Pilu Anak-anak Ukraina ‘Dipaksa’ Dewasa Gegara Invasi Rusia

tribunwarta.com – Nasib anak-anak di Ukraina memprihatinkan. Psikolog menilai anak-anak itu dipaksa dewasa di tengah invasi Rusia ke negaranya.

Dalam laporan AFP yang dilansir, Rabu (28/12/2022), kontributor AFP bertemu dengan sejumlah anak-anak di Lyman –salah satu kota di Ukraina–, salah satunya bernama Gleb Petrov (14). Dia adalah satu-satunya anak belasan tahun di situ.

Gleb mengaku tak memikirkan masa depan. Mimpinya sederhana, dia ingin berjalan-jalan dengan teman layaknya anak seusianya.

“Aku tak terpikirkan soal masa depan,” ucapnya pada AFP.

“Aku bahkan tak tahu apa yang akan terjadi dalam sejam atau sehari ke depan,” imbuh Gleb.

Waktu Gleb dihabiskan untuk merawat para lansia serta salah satu kucing hitam yang juga tinggal di sana. Terkadang dia membaca buku-buku yang seharusnya untuk orang dewasa atau ketika ada aliran listrik dirinya memilih bermain dengan ponselnya.

Ketika ditanya soal mimpi terbesarnya, dia mengaku hanya ingin jalan-jalan dengan teman.

Lusinan anak bertahan di Bakhmut sebab para orang tuanya tak mampu atau tak ingin meninggalkan kota itu. Katherina Soldatova, salah seorang relawan, menyebut bila para anak-anak di sini dipaksa menjadi dewasa.

“Mereka didewasakan keadaan,” ucap Soldatova.

Menurutnya, akses ke lokasi itu sangat berbahaya bahkan baru-baru saja ada 2 warga yang tewas saat menuju ke sana. Tapi itu sudah menjadi jalan hidup bahkan bagi seorang bocah 12 tahun bernama Volodymyr yang memberitahu AFP bila dirinya hanya akan pergi dari situ untuk mencari makan.

Anak lainnya yang ditemui AFP bernama Lisa Shtanko berusia 8 tahun. Lisa bersama sedikit anak-anak lainnya tinggal di kota-kota yang dihancurkan Rusia.

Di tempatnya tinggal hampir tidak ada mesin penghangat maupun aliran listrik seolah menambah kesepian bagi Lisa yang telah ditinggal banyak teman sebayanya. Lyman jadi salah satu kota di wilayah Donetsk yang kerap digempur Rusia, termasuk salah satu serangan yang baru saja terjadi di dekat rumah Lisa.

“Moodku sedang tak bagus hari ini karena penembakan itu,” ucap Lisa pada AFP saat ayah Lisa, Viktor Shtanko, ikut menyaksikan.

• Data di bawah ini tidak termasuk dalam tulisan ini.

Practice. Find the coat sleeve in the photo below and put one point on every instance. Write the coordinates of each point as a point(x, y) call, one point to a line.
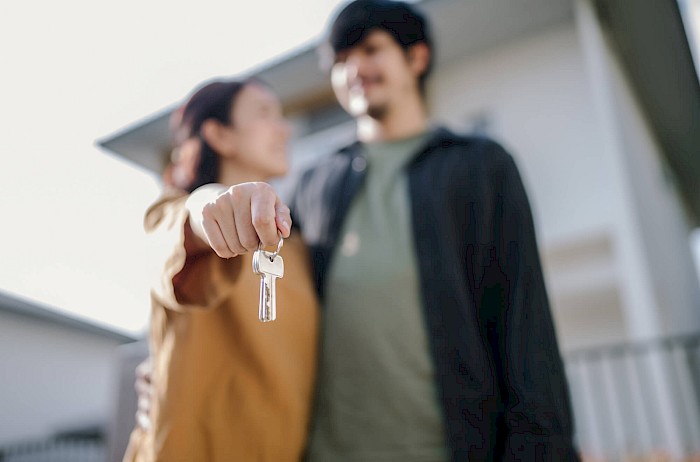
point(537, 412)
point(185, 279)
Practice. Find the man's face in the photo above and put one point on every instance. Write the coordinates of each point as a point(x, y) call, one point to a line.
point(374, 76)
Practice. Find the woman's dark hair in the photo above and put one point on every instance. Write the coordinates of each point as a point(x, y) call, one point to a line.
point(215, 101)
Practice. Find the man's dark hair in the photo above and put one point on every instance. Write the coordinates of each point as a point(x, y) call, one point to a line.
point(401, 20)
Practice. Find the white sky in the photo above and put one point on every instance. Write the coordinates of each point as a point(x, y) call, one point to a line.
point(78, 70)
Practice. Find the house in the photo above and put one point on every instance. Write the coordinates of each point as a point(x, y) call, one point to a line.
point(599, 102)
point(58, 378)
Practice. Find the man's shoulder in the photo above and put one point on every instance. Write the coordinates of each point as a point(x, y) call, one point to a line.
point(481, 149)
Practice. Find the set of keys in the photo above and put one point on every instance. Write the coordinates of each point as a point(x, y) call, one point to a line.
point(270, 267)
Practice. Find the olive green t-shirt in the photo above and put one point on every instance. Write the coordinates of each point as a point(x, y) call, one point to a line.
point(377, 394)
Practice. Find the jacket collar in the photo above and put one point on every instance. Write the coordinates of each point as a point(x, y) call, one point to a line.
point(439, 137)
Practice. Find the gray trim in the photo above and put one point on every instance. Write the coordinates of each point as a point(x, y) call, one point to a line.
point(34, 310)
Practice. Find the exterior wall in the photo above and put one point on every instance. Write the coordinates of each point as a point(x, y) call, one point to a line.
point(54, 378)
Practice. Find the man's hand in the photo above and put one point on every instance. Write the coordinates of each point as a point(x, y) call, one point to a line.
point(235, 220)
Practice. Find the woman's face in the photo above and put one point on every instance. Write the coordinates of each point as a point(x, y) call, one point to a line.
point(260, 132)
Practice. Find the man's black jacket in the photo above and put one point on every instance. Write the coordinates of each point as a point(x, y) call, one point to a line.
point(500, 377)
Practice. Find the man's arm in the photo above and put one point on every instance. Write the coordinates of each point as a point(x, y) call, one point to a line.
point(537, 409)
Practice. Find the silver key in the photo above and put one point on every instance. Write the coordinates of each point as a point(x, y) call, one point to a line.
point(270, 267)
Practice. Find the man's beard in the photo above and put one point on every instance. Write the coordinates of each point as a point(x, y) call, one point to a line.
point(377, 111)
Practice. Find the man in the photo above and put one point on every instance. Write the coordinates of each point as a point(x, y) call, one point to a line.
point(437, 338)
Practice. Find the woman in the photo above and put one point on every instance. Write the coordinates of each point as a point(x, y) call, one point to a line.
point(226, 386)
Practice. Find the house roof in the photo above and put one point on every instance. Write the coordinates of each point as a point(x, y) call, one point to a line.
point(36, 311)
point(297, 79)
point(652, 45)
point(648, 35)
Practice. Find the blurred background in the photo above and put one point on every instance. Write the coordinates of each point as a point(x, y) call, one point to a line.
point(598, 100)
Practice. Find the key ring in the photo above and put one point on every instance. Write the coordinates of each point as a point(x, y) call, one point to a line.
point(279, 246)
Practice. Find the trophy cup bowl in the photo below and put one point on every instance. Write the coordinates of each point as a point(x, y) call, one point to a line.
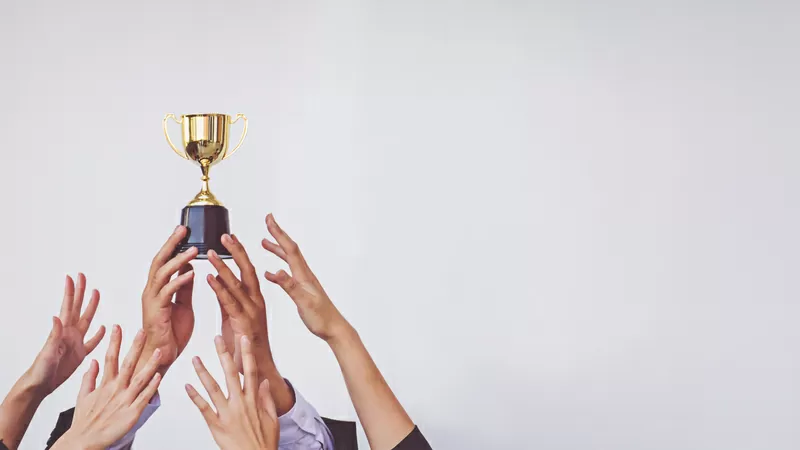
point(205, 140)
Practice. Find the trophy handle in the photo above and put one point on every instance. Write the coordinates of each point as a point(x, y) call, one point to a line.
point(166, 133)
point(244, 133)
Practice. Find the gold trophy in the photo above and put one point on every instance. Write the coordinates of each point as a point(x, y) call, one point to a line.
point(205, 141)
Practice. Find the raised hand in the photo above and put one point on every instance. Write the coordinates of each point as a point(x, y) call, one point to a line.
point(65, 348)
point(105, 413)
point(316, 309)
point(247, 418)
point(244, 313)
point(167, 324)
point(61, 355)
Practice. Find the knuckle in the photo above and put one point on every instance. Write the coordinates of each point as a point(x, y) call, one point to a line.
point(215, 389)
point(292, 247)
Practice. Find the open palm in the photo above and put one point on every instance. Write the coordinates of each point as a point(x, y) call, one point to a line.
point(66, 349)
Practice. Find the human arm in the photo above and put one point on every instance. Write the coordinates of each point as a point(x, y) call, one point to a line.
point(385, 421)
point(247, 418)
point(60, 356)
point(105, 413)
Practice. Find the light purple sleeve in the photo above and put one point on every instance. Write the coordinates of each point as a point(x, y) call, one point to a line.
point(127, 440)
point(302, 427)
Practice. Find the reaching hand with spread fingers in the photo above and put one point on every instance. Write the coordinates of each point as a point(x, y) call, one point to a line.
point(316, 309)
point(385, 422)
point(244, 313)
point(106, 412)
point(247, 418)
point(61, 355)
point(167, 324)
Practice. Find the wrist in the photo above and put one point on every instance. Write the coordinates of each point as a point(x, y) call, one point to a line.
point(74, 440)
point(342, 337)
point(29, 390)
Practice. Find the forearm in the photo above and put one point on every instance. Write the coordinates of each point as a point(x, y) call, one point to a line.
point(384, 420)
point(281, 392)
point(17, 410)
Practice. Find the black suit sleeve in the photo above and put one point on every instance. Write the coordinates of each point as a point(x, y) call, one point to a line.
point(414, 441)
point(63, 424)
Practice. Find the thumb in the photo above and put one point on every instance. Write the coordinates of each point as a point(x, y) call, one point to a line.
point(265, 399)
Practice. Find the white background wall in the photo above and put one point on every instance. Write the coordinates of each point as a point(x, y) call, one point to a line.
point(556, 225)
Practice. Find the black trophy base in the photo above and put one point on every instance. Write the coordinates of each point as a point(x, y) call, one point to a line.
point(205, 226)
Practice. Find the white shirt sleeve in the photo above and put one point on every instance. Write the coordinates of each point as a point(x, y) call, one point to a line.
point(302, 427)
point(127, 440)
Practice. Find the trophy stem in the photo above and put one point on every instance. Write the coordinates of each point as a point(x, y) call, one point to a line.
point(205, 197)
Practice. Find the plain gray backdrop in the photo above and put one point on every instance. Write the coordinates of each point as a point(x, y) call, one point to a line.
point(556, 225)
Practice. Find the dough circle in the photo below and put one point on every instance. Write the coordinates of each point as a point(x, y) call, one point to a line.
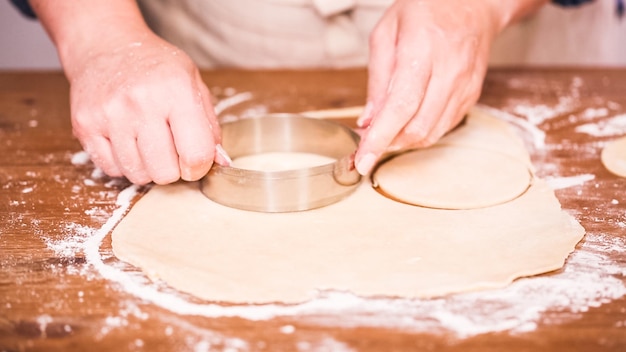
point(614, 157)
point(366, 244)
point(453, 177)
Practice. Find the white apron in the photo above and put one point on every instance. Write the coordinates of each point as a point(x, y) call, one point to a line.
point(334, 33)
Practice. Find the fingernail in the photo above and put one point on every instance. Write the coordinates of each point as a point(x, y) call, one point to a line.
point(222, 157)
point(186, 174)
point(365, 117)
point(366, 163)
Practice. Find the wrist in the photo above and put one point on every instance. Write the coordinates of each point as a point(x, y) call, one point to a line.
point(81, 29)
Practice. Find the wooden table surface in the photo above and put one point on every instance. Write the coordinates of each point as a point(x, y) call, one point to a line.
point(54, 298)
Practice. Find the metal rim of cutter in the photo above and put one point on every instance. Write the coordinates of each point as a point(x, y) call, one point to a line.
point(289, 190)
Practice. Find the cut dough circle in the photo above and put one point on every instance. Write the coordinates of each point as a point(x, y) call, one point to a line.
point(614, 157)
point(366, 244)
point(453, 177)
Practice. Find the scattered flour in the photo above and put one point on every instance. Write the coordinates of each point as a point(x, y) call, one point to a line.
point(589, 278)
point(615, 126)
point(566, 182)
point(231, 101)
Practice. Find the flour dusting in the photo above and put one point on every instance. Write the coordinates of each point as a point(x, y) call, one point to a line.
point(589, 278)
point(615, 126)
point(566, 182)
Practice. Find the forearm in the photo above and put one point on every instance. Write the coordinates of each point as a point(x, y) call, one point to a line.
point(77, 27)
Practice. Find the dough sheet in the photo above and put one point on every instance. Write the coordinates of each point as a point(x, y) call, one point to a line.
point(367, 244)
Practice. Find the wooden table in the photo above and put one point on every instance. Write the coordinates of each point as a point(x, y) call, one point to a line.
point(51, 202)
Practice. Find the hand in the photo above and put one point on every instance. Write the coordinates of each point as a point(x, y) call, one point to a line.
point(428, 59)
point(141, 110)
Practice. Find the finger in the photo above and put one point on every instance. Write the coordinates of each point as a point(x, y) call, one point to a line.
point(128, 159)
point(158, 153)
point(380, 67)
point(193, 137)
point(408, 85)
point(99, 150)
point(420, 130)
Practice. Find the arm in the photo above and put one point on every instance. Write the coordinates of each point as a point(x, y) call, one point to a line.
point(428, 59)
point(139, 106)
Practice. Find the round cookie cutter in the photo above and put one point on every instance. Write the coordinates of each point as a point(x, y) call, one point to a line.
point(287, 190)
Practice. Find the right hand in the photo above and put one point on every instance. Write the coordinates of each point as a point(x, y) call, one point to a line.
point(141, 110)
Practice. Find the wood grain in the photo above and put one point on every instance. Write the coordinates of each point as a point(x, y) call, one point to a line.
point(52, 300)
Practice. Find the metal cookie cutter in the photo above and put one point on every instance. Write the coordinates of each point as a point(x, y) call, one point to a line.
point(288, 190)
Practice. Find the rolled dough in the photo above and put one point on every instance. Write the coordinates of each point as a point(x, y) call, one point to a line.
point(453, 177)
point(366, 244)
point(614, 157)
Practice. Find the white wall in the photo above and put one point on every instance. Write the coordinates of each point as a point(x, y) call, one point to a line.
point(23, 42)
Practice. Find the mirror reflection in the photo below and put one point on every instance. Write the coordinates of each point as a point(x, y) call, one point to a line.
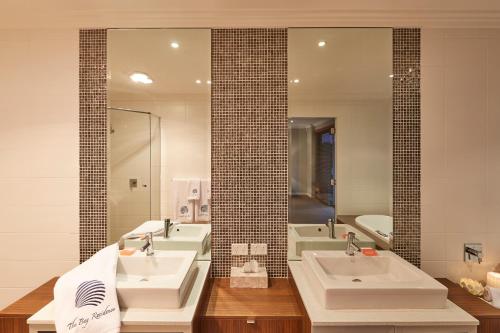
point(340, 139)
point(159, 142)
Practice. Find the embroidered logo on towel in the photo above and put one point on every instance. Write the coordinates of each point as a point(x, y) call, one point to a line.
point(90, 293)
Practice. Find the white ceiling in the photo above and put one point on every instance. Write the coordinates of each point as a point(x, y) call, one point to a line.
point(354, 65)
point(239, 13)
point(173, 71)
point(305, 122)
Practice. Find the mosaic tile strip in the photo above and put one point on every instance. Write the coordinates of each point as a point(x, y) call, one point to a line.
point(93, 142)
point(249, 145)
point(406, 143)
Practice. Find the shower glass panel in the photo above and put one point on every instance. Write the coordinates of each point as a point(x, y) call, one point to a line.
point(134, 186)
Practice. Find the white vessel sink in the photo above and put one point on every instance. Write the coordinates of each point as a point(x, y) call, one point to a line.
point(181, 237)
point(161, 281)
point(306, 237)
point(385, 281)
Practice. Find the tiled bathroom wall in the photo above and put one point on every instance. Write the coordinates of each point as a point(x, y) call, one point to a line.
point(406, 143)
point(460, 149)
point(93, 142)
point(249, 145)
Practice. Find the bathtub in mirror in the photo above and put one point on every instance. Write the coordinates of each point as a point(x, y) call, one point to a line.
point(340, 138)
point(159, 138)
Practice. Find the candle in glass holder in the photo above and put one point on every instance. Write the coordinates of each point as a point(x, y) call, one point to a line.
point(493, 279)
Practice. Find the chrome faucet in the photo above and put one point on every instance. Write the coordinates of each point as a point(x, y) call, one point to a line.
point(148, 247)
point(352, 248)
point(331, 228)
point(167, 228)
point(473, 252)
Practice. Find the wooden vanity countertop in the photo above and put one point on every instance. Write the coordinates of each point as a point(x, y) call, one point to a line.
point(488, 316)
point(13, 317)
point(276, 301)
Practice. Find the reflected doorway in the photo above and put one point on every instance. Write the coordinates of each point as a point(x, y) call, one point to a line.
point(311, 170)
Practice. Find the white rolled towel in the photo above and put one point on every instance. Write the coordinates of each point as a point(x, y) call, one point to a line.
point(202, 206)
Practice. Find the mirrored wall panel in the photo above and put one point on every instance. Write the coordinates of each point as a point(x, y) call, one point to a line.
point(340, 138)
point(159, 143)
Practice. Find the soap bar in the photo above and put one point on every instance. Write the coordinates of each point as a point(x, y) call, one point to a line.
point(128, 251)
point(369, 252)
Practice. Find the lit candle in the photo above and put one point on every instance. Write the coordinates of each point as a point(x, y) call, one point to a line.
point(493, 279)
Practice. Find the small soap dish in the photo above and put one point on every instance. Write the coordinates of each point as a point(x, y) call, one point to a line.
point(241, 279)
point(248, 271)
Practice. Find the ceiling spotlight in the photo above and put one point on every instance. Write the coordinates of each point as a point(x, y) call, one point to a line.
point(141, 78)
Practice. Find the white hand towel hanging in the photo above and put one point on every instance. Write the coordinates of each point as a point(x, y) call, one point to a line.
point(183, 208)
point(85, 298)
point(202, 206)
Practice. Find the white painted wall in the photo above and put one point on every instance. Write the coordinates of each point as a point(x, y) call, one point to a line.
point(460, 149)
point(38, 158)
point(185, 132)
point(364, 152)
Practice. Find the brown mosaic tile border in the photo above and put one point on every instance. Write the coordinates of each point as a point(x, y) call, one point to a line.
point(93, 142)
point(249, 145)
point(406, 143)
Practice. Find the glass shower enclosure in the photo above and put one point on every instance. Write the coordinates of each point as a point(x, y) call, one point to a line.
point(134, 157)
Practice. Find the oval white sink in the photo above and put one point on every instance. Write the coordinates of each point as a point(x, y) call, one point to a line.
point(161, 281)
point(181, 237)
point(385, 281)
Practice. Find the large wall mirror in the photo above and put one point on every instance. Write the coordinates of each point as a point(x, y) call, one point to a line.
point(159, 138)
point(340, 138)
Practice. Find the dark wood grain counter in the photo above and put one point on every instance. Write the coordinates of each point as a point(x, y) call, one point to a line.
point(488, 316)
point(351, 220)
point(274, 309)
point(13, 317)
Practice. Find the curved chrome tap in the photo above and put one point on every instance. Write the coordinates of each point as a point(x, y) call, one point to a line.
point(148, 247)
point(352, 248)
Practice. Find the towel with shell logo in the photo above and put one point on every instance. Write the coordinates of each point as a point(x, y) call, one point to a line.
point(85, 298)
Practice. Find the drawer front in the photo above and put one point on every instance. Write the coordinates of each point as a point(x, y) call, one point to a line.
point(214, 325)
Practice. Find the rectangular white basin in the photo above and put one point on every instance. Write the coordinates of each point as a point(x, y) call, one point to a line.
point(181, 237)
point(161, 281)
point(306, 237)
point(385, 281)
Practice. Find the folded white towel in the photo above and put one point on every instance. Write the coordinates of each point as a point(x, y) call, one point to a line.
point(183, 208)
point(85, 298)
point(194, 189)
point(154, 226)
point(202, 206)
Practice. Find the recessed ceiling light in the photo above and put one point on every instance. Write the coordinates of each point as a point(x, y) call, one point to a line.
point(141, 78)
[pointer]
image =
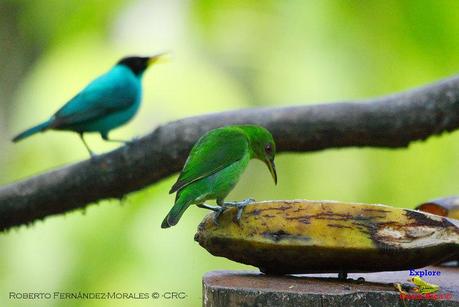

Kampung halaman keluarga Shtankos di Lyman sudah 4 bulan terakhir diduduki Rusia dan yang tertinggal kini hanya puing-puing. Hutan di sekeliling kota pun saat ini bersalin rupa menjadi ladang ranjau. Lyman kini sudah kembali dikuasai pasukan Ukraina sejak Oktober lalu meski pertempuran terus berlanjut di sekitar kota itu.

Menjelang malam Tahun Baru dan libur Natal Ortodoks pada 7 Januari sepertinya bisa menjadi pengalih perhatian anak-anak dari perang. Namun mainan yang disiapkan Viktor untuk anaknya akan didonasikan ke kelompok kemanusiaan.

Di tempat yang sama, Kostya Korovkin–seorang ayah dari anak perempuan berusia 6 tahun–meratapi nasib karena tidak punya tujuan bila harus meninggalkan kota Lyman. Dia tak tega karena anaknya, Nastya, harus menghabiskan hari yang panjang di ruang bawah tanah dan sesekali keluar ke jalan hanya untuk menghirup udara bebas.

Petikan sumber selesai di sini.